Non tutte le vasche portano al podio: si chiama vita. Dice Federica che se a 28 anni deve rispondere a domande del tipo "ti ha ceduto la testa" dà un cazzotto a tutti e se ne va. Finché sei a Rio, Federica, fai bene a dirlo perché quando tra un attimo sarai nella vita vera — la vita — non lo potrai dire più. Se sul lavoro ti fanno una domanda fuori tono, tu non puoi dare un cazzotto a tutti e andartene, perché rimani senza lavoro. Finché sarai a Rio puoi andartene sbattendo la porta: quanto entrerai nella vita vera,
Federica, la porta non sbatterla mai perché potresti rimanere per strada chiusa fuori. Nella vita — non nella vita d'oro — funziona che la vita ha delle sconfitte, dei no, delle fermate, che vengono anche se si è fatto tutto e tutto bene. Il quarto posto ci sta anche se non ci sono colpevoli. Federica dice che non sa perché non ha vinto perché ha fatto tutta la preparazione che doveva fare, e io le credo. Io le credo perché di gente disoccupata che aveva i titoli per lavorare e aveva fatto la preparazione giusta, io ne conosco tanta. E conosco anche gente che ha un tumore senza aver fumato e avere sbagliato mai nulla. È la vita che è fatta così, Federica.

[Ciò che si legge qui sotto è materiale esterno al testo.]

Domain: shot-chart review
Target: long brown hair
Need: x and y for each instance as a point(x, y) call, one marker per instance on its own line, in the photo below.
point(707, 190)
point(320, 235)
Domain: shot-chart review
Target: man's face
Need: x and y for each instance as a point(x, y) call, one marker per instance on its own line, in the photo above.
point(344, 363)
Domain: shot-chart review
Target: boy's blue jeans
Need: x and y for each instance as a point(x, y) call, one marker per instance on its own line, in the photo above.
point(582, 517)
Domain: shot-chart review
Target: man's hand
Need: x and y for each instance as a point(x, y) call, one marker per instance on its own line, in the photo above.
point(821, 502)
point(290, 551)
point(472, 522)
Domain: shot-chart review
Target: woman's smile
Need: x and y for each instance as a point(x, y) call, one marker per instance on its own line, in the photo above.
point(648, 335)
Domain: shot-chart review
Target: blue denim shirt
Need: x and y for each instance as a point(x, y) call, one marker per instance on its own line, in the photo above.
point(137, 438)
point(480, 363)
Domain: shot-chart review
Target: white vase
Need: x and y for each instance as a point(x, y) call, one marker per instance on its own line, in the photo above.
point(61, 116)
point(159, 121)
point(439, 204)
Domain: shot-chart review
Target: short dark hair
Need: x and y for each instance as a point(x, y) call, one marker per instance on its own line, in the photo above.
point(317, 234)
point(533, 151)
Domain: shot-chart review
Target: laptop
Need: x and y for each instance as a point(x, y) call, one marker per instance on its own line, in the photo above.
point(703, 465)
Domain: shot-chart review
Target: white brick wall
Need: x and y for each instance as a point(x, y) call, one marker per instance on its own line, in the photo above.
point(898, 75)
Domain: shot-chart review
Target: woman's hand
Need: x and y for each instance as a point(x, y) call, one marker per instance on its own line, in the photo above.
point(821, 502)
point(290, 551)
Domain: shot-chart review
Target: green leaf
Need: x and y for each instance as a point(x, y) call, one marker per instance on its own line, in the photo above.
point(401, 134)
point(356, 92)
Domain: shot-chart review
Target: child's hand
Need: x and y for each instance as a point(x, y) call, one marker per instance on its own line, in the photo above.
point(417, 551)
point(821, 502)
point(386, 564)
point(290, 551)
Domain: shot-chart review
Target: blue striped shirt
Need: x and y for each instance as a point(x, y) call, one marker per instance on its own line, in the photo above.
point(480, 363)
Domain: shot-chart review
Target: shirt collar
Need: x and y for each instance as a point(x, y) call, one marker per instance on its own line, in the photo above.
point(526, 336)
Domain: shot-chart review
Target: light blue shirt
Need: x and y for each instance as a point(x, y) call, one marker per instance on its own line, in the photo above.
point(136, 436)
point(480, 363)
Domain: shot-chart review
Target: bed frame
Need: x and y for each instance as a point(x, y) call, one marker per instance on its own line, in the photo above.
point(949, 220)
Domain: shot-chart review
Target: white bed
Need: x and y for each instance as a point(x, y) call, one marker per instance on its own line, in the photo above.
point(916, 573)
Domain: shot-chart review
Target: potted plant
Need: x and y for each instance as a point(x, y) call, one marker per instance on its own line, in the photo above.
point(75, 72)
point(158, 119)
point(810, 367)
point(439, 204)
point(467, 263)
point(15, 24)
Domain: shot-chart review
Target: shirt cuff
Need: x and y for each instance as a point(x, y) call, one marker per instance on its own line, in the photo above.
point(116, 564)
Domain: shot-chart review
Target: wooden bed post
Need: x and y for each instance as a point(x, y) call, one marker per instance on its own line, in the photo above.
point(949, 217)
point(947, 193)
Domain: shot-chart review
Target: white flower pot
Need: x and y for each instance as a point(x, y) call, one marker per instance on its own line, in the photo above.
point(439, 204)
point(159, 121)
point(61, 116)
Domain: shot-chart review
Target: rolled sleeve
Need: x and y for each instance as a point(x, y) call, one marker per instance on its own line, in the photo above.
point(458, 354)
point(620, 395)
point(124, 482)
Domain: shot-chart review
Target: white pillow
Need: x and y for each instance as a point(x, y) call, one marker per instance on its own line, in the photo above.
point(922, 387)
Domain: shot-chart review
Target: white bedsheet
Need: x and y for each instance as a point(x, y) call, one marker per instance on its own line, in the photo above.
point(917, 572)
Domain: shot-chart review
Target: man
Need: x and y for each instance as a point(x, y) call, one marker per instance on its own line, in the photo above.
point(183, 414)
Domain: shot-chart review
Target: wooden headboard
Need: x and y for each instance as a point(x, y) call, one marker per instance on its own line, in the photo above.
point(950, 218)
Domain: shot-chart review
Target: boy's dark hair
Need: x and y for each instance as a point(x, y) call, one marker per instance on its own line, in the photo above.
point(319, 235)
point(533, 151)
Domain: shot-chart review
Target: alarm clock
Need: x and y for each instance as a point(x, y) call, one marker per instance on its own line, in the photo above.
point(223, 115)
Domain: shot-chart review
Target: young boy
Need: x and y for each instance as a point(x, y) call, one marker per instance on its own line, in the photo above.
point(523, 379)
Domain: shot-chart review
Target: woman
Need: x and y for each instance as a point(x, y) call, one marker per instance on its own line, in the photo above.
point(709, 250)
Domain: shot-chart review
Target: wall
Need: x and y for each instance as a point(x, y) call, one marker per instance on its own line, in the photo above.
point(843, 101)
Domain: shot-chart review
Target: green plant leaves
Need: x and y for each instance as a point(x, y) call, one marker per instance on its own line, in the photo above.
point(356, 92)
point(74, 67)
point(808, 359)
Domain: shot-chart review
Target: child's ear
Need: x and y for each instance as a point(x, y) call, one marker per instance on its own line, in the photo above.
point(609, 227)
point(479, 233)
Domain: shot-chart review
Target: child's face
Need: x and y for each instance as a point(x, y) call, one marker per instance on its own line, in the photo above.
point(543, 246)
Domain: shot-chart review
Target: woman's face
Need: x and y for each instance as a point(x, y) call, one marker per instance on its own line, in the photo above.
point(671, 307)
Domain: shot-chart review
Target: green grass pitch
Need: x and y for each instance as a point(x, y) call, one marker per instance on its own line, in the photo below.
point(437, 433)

La vita, scoprirai Federica, è per i grandi, cioè per chi non cerca colpevoli ma riparte e si rituffa. La vita non è un gioco. Chi perde torna a casa per davvero. Non c'è una seconda partenza. Non si ripassa dal via. Non c'entra l'orgoglio personale: ora, Federica, sei simile a me e questo può solo farti bene.
Quando sei appesa alla corsia, ti togli la cuffia e ti immergi per mandare indietro i capelli che sono pieni di pensieri, quando sei così, sei come me quando perdo. Sei come me nella vita. Tu puoi insegnarmi molto sul nuoto. Io posso insegnarti molto sui quarti posti.